What this means for investors from other countries
This decision has big effects:
- The risk of treaty shopping: Just sending money through Mauritius (or any other tax haven) doesn’t guarantee an exemption anymore. If the main reason for the structure is to avoid Indian taxes, the exemption can be denied.
- Substance needed: Offshore holding companies must show that they really do business in their home country by having management, staff, and decision-making there. Having just a local address or a TRC will be looked at closely.
- Grandfathering is limited: A sale after GAAR went into effect can still be taxed, even if the investment was made before 2017. If anti-avoidance rules apply, exits after 2018 can’t use the old exemption.

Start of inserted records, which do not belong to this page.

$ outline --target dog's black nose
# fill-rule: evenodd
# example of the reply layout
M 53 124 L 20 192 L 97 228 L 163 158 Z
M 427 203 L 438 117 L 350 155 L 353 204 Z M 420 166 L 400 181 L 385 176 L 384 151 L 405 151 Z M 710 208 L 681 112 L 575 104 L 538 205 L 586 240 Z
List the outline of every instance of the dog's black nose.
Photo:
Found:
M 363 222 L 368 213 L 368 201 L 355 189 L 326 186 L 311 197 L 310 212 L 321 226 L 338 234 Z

- Past exits at risk: Investors should look over past deals. If they are still within the time limits, the tax department may look at earlier transactions that used treaty benefits again.
- Wide application: Even though this case was about Mauritius, the same rules will apply to all tax treaties. Any foreign fund that uses treaty structures will have to show that its business is real.
- Investors should be careful: private equity and venture capital funds will need to rethink their exit plans.
- Tax planning re-evaluated: Under India’s tax rules, common cross-border exits, such as selling an offshore holding company, will be looked at more closely. Tax risk must be looked at in familiar structures.
- Better deal protections: People who make cross-border deals may want strong tax indemnities, warranties, or escrow clauses to protect them from possible tax reassessments.
The message is clear for investors and advisors: the deal’s economic substance will be tested. A treaty or residency certificate by itself won’t protect you. Transactions must follow both the letter and the spirit of the law.
Final Thoughts
The Tiger Global decision is a big deal for India’s tax law. It confirms that India has the right to tax profits made in its own economy and shows that anti-avoidance rules are strong. This decision will help with future tax disputes and treaty readings. As courts use a strict substance-over-form test, people will now be more careful when planning cross-border investments. It’s no longer okay to use treaty loopholes; it’s important to follow India’s tax rules very carefully. Both investors and advisors should keep in mind that honesty and a real business purpose are very important in cross-border deals with India. This case will set a standard for future treaty disputes and planning across borders with India.